I need help identifying the exact projection layers to modify for my fine-tuning and how I can apply LoRA to them.
Model loading:
import clip
device = "cuda" if torch.cuda.is_available() else "cpu"
model, preprocess = clip.load("ViT-B/32", device=device)
Model structure when printed
CLIP(
(visual): VisionTransformer()
(transformer): Transformer()
(token_embedding): Embedding(49408, 512)
(ln_final): LayerNorm((512,), eps=1e-05, elementwise_affine=True)
)
I need help identifying the exact projection layers to modify for my fine-tuning and how I can apply LoRA to them.
You will not see the projection layers when you print the architecture with print(model)

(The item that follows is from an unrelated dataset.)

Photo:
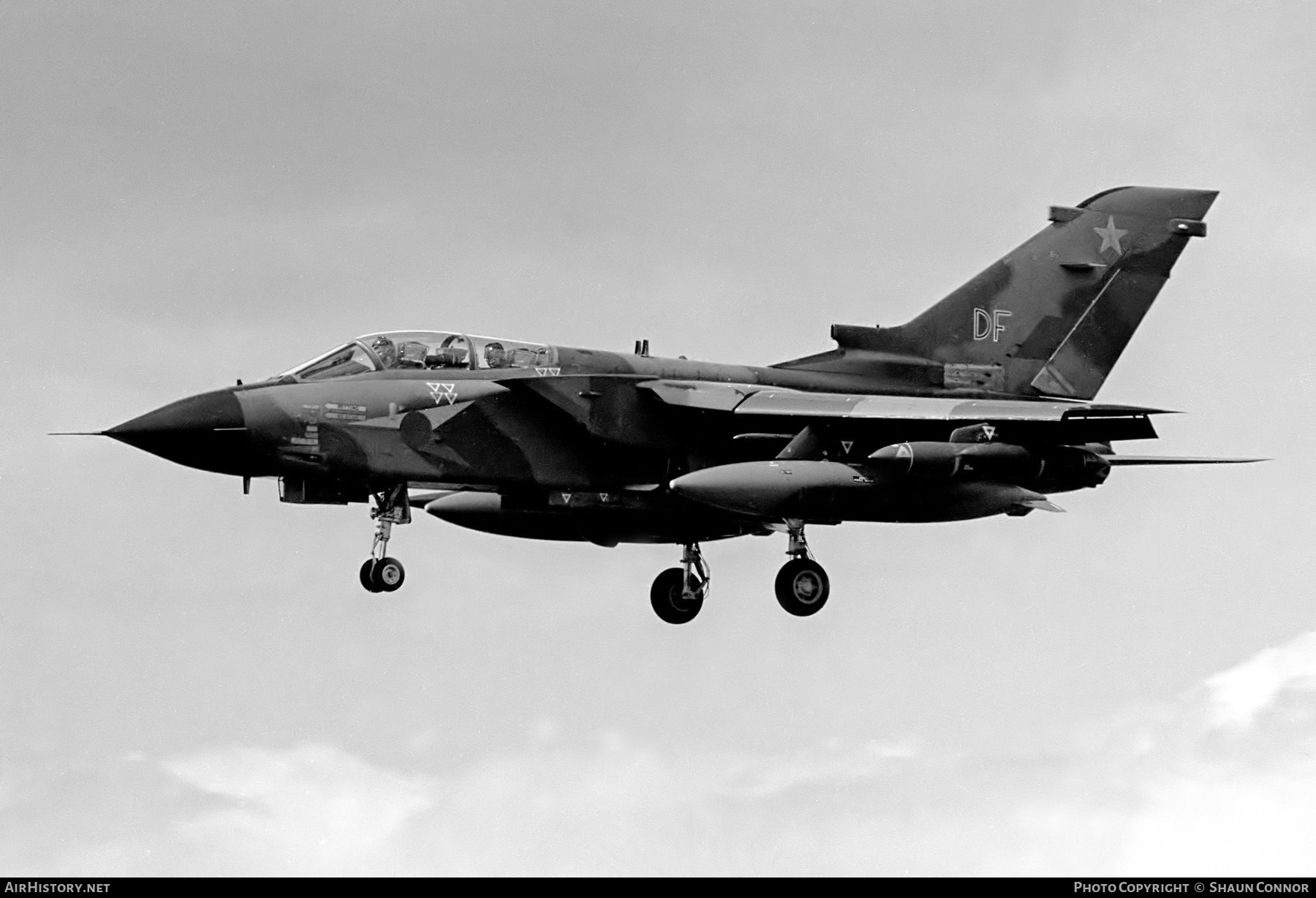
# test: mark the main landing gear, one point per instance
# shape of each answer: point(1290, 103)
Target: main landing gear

, because the projection layers are initialized with nn.Parameter() in the openai CLIP repo (unlike the huggingface implementation which uses linear layers). The code references can be found:
You can still print the layers initialized with nn.Parameter by:
for name, param in model.named_parameters():
print(f'{name}: {param.shape}')
Output:
text_projection: torch.Size([512, 512])
visual.proj: torch.Size([768, 512])
...
The issue you face now is that nn.Parameter is not supported by peft/LoRA (explanation). You could now either modify the Clip code (using nn.Linear instead of nn.Parameter) or use the CLIP implementation of huggingface (mind the different layer names):
from transformers import CLIPModel
from peft import LoraConfig, get_peft_model
transformers_model = CLIPModel.from_pretrained("openai/clip-vit-base-patch32")
config = LoraConfig(
target_modules=["visual_projection", "text_projection"],
)
peft_model = get_peft_model(transformers_model, config)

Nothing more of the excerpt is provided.